Lightfoot’s administration has come under fire from activists who have called on the mayor to do more to live up to her campaign promises even leading up to the first major test, the 2019 teachers’ strike.
“City officials don’t understand the relationships we have with kids, that we are literally doing all of this for them,” said Diana Morales, an SEIU Local 73 member during the 2019 strike. “It’s not fair to kids not to have nurses, librarians, counselors. We owe them the best, and this isn’t the best.”
Additionally, and possibly the most unforeseen obstacle to the first two years of Lightfoot’s administration was the COVID-19 pandemic, which not only struck the city but the country and the world.
The pandemic also happens to be one of the issues where Lightfoot hangs her hat on accomplishments, pointing to the return to normalcy this coming summer with the return of Lollapalooza and other summer festivals as the city begins reopening.
“All of those indicators are trending in the right direction. And that’s very good news,” Lightfoot said. “And I hope that later this week, we’re going to get down to under 200 cases a day for the first time, since last fall, all moving in the right direction.”
With the topic of the COVID-19 pandemic seeming to release its grip on our everyday lives, the issue of police reform is once again taking center stage for many in the Black community where a distrust of the department has festered for decades.
More than eight months ago, Mayor Lightfoot promised to introduce a plan for oversight of the police after dropping her support for the original plan put forth on the topic by activists, citing it would limit her ability to keep the city safe. Lightfoot recently introduced her plan, which many who have been fighting for reforms have criticized.
The ordinance proposed would create a seven-member board which would have no citizenship requirement to assess performance of and set goals for the Superintendent, Chief Administrator, and Police Board President; interview, assess the qualifications of, and recommend to the mayor candidates having appropriate qualifications for the positions of Superintendent, Chief Administrator, and Police Board member; introduce and adopt a resolution of no confidence on the fitness of the Superintendent, Chief Administrator, or a Police Board member to hold their position.
Additionally, the city has finally passed a reformed foot pursuit policy for the police. The new policy would prohibit foot pursuits for minor traffic violations and not allow officers to separate from their partners during pursuits.
The policy was renewed in the spotlight following the shooting death in March of 13-year-old Adam Toledo and protests that broke out throughout the city following the child’s death and after a 2017 investigation by the Justice Department that called the CPD foot pursuits “inherently dangerous and present substantial risks to both officers and the public.”
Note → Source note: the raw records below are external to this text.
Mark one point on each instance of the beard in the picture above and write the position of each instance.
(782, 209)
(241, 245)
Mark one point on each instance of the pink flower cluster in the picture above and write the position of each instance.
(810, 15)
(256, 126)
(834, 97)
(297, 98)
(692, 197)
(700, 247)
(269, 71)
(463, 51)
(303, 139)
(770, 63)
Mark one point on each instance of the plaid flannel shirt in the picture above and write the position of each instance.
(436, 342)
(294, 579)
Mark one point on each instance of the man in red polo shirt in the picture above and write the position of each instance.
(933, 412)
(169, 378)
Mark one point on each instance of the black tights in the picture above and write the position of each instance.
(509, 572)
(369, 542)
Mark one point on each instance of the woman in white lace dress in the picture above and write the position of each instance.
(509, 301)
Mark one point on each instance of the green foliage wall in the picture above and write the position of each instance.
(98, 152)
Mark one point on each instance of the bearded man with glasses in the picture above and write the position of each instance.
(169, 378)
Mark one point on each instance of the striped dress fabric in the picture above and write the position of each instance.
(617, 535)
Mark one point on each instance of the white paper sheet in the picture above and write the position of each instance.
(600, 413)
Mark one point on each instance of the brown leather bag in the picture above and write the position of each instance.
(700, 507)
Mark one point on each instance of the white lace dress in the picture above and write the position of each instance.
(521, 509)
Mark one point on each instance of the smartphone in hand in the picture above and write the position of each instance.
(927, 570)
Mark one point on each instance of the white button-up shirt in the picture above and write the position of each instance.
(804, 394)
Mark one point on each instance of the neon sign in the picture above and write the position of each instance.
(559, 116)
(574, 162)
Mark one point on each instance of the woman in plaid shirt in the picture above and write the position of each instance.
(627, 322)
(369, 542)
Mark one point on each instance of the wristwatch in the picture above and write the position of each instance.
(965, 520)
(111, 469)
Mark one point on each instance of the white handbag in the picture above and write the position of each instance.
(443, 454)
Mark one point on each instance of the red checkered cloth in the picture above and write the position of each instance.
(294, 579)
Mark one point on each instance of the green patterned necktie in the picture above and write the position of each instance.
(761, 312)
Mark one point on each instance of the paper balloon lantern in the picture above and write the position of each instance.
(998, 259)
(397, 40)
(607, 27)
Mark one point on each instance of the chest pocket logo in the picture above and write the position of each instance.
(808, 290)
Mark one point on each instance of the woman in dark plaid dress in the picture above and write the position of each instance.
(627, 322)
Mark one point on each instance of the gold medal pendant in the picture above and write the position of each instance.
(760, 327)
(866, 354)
Though much of the first two years were taken by an unprecedented worldwide pandemic, the return of the city’s opening left the mayor with two more years to fulfill her campaign promises of bringing city-wide equity in Black communities and long overdue reform to the police department.
“None of us expected to have a pandemic to contend with for such a long stretch of my first term, but there is still great work that my administration and our City Council is doing that will change our city for generations as we emerge from COVID,” Lightfoot said in a statement. “I’m optimistic that Chicago will reopen stronger and more equitable.”